Bouazza als eclectische
ekster
In de zestiende eeuw was het in Europa’s gegoede
kringen à la mode om een wonderkamer te bezitten: een eclectisch
rariteitenkabinet met objecten die de eigenaar mooi, fascinerend of wonderlijk
vond. De wonderkamer was een collectie in de minst gestructureerde zin van het
woord. Er was geen andere rode draad vereist dan de interesse van de curator.
De wonderkamer
bleef enkele eeuwen bestaan tot de opkomst van de eerste musea, die de
bedoeling hadden om collecties te democratiseren en te populariseren, nog het
liefst met een hapklare interpretatie erbij.
Op een glijdende schaal van wat
het betekent om een collectie samen te stellen, staat Schoon in elk oog is
wat het bemint aan de kant van de wonderkamer, niet het museum. Hafid
Bouazza heeft geen grote, structurerende gedachte in de aanbieding. Geen
moraal, geen boodschap. Hij heeft de sleutels tot een schatkist vol literaire
curiosa en kiest eruit zoals een ekster, zonder een andere bedoeling dan de
schoonheid erin aan het licht te brengen.

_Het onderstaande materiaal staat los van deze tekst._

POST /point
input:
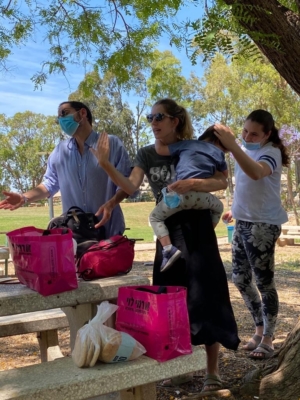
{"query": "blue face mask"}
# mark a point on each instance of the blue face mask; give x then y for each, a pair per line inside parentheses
(172, 199)
(68, 124)
(250, 145)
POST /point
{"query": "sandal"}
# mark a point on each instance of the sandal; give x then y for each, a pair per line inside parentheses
(214, 381)
(265, 350)
(176, 381)
(252, 345)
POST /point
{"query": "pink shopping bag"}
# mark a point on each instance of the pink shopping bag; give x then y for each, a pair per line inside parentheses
(157, 317)
(44, 260)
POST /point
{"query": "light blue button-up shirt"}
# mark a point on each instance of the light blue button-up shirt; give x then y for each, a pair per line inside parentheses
(82, 182)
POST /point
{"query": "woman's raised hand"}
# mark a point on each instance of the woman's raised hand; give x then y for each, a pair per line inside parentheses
(12, 201)
(225, 135)
(102, 149)
(227, 217)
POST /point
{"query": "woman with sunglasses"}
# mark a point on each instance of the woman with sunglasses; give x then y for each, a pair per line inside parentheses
(200, 268)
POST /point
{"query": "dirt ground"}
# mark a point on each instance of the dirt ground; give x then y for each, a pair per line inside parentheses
(23, 350)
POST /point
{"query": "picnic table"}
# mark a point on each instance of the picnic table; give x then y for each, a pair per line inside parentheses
(79, 305)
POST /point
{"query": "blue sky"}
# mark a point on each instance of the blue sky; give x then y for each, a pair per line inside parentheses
(17, 90)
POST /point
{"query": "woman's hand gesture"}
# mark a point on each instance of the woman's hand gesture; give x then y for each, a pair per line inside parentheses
(12, 201)
(226, 136)
(102, 149)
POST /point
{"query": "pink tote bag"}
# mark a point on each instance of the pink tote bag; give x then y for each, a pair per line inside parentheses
(157, 317)
(44, 260)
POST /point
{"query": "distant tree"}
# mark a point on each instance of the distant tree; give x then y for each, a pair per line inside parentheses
(111, 113)
(229, 91)
(27, 139)
(118, 36)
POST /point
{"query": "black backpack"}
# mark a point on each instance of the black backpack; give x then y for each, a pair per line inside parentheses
(82, 225)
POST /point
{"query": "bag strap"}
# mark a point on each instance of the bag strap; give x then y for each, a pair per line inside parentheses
(160, 290)
(111, 245)
(48, 232)
(72, 213)
(85, 274)
(104, 247)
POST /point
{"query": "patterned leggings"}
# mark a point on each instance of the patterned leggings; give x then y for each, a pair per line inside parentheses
(190, 200)
(253, 248)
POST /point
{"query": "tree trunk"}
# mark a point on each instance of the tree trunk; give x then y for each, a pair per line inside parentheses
(297, 171)
(273, 18)
(283, 383)
(291, 197)
(278, 378)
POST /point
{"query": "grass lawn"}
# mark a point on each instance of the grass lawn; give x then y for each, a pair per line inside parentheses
(136, 218)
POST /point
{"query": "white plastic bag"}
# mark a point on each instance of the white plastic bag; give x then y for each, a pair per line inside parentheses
(96, 341)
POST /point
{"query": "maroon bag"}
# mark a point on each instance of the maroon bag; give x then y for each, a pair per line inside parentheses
(44, 260)
(107, 258)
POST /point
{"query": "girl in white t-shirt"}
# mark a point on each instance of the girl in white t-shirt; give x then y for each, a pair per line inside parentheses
(259, 214)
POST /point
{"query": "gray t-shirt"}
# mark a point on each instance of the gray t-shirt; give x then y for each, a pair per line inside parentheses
(160, 170)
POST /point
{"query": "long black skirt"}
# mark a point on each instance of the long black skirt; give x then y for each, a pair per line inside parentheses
(201, 270)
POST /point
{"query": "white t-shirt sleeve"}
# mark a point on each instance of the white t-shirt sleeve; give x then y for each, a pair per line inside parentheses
(272, 157)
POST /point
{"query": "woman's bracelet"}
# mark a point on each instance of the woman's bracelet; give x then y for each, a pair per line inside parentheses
(26, 200)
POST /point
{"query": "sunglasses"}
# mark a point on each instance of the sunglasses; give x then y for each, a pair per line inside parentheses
(157, 117)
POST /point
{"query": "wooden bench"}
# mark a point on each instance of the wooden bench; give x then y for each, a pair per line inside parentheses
(62, 380)
(44, 323)
(79, 306)
(288, 235)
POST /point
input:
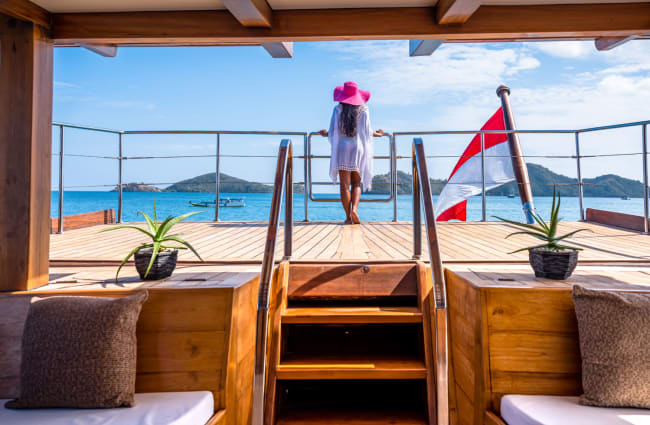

In Schoon in elk oog is wat
het bemint is er maar één manier om te lezen: totale overgave aan de grillen
van de bloemlezer. Wat een geluk, wat een eer zelfs, dat het zulke liefdevolle,
liederlijke, maar ook geleerde grillen zijn. In de inleiding tot het boekdeel ‘Niets
dan zonde’ stelt Bouazza vast dat ‘het ironische is […] dat de lezer pas aan
het einde weet of ik voor hem / haar – sorry, haar / hem – aanvaardbaar ben als
gids’. Wie een betere gids kent, mag haar / hem aanwijzen.
Hafid Bouazza: Schoon in elk oog
is wat het bemint, Prometheus, Amsterdam 2021, 784 p. ISBN 9789044649710.